L’attualità della Teogonia esiodea: il racconto della nascita di Afrodite

Divinità da sempre associata alla bellezza e all’amore, Afrodite (Venere per i Romani) presenta un’interessante genealogia, che molto rivela delle caratteristiche e delle funzioni che le saranno proprie.

La storia della nascita di Afrodite è narrata da Esiodo nella Teogonia, poema mitologico composto nel 700 a.c. circa, che riporta le origini degli dei e del cosmo. All’inizio – racconta Esiodo – Urano (il cielo) e Gea (la terra) vivevano simbioticamente l’uno dentro l’altra. Quando un loro figlio veniva alla luce, Urano lo imprigionava nelle viscere di Gea, finché lei, al colmo della sofferenza, armò di un falcetto la mano del suo ultimo figlio, Crono, il quale evirò il padre:

Crono dalla tana allungò la mano sinistra,
con la destra impugnò la falce mostruosa dai denti aguzzi
e con un colpo solo recise il fallo di suo padre
e lo scagliò lontano, gettandoselo alle spalle.

(Th., vv. 178-181)

Il membro di Urano cadde nel mare e per lungo tempo venne sospinto qua e là dalle onde. Dal membro si formò una bianca schiuma (aphros) da cui nacque una bellissima giovane, che nuotò verso l’isola di Citera, per poi dirigersi a Cipro. Qui uscì dall’acqua e una tenera erba spuntò sotto i suoi piedi. Dèi e uomini la chiamarono Afrodite, in quanto nata dalla schiuma. Venne chiamata anche Citerea, dal nome dell’isola su cui si era recata in un primo momento.

Dapprima veleggiò alla volta dei santi Citeresi,
di qui poi giunse a Cipro cinta dalle acque.
Ne uscì pudica una bella dea, Afrodite,
la dea donata dalla schiuma, l’incoronata Citerea,
la chiamano gli dèi e gli uomini, poiché nella schiuma
fu nutrita, e Citerea perché giunse ai Citeresi,
Cipriota perché nacque a Cipro dalle molte onde,
amante del fallo perché dal fallo era apparsa.
A lei si accompagnò Eros e il bel Desiderio la seguì,
lei che era nata per prima e che aprì la stirpe degli dèi.
Questo privilegio fin dal principio le spetta,
ed è il destino che tra uomini e dèi ha avuto in sorte:
melodie di fanciulla, sorrisi e inganni,
dolce piacere e amore a base di miele.

(Th., vv. 193-206)

Fin qui la narrazione esiodea. Un inno omerico prosegue il racconto specificando che la dea venne accolta a Cipro dalle Ore, figlie di Temi, che la vestirono e la adornarono. Dopo essere stata vestita e incoronata, Afrodite fu introdotta tra gli dei, che la baciarono, le strinsero la mano, la desiderarono in moglie.

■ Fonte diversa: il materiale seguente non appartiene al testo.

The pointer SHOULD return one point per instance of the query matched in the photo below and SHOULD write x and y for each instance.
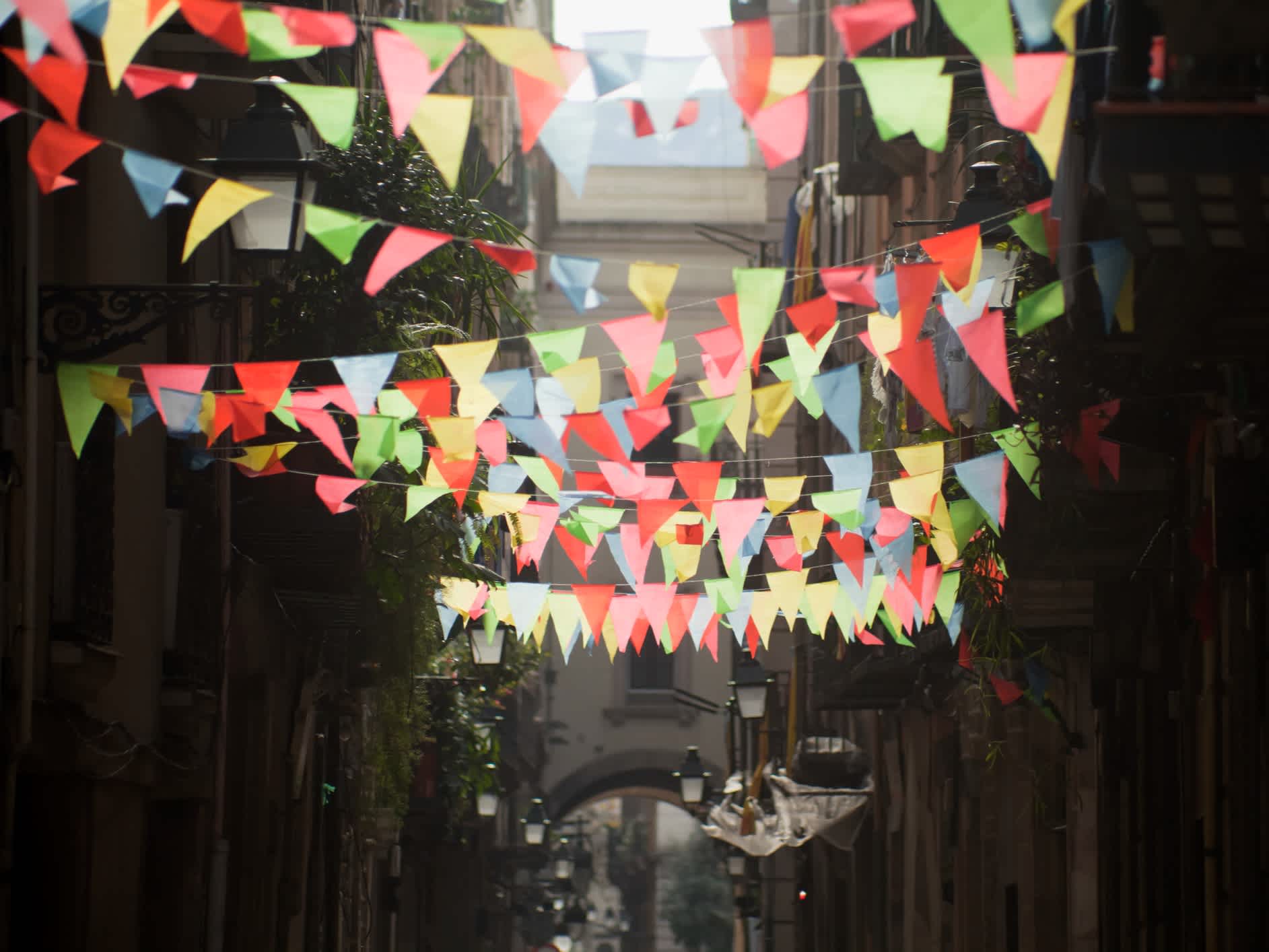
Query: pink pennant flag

Va precisato che Omero (Il. V 370) presenta Afrodite come figlia di Zeus e Dione, mentre secondo Eliano (nat. anim. 14.28) la dea sarebbe nata da una conchiglia e con essa sarebbe approdata sull’isola di Citera. Le tre differenti versioni sono accomunate dal ricorrere dell’elemento acqua, se si considera che Dione era una divinità legata alle sorgenti, e che lo stesso Esiodo (Th. 353) la annovera tra le Oceanine. La narrazione più articolata della genesi di Afrodite è comunque, senza dubbio, quella esiodea, ed è opportuno evidenziare come in questa versione la nascita della dea dell’amore abbia avuto conseguenze significative sul piano cosmologico: dopo che Urano fu evirato, si ritirò dalla terra e stabilì la sua dimora nel cielo, di cui divenne signore (ouranos significa, appunto, cielo). In tale maniera il creato si equilibrò, il caos indistinto venne sostituito dall’ordine e dall’armonia.

È per questo che Afrodite è considerata ancora oggi una dea alchemica, dalle proprietà trasformative, in grado di conciliare gli opposti e di accordare quanto è in disarmonia. La sua venuta al mondo implica il superamento di uno stato di fusione, di simbiosi primordiale che rende necessario un taglio violento (l’evirazione di Urano), perché prenda corpo un assetto stabile e ordinato, all’insegna della pacifica coesistenza tra elementi diversi, dotati di identità propria. Il racconto esiodeo della nascita di Afrodite ci parla attraverso i millenni, suggerendo che l’equilibrio, il bello, l’amore, richiedono uno sforzo evolutivo consapevole, nell’imperscrutabile necessità dell’esistenza di ogni singolo e nell’esigenza di cooperare armonicamente con l’altro da sé.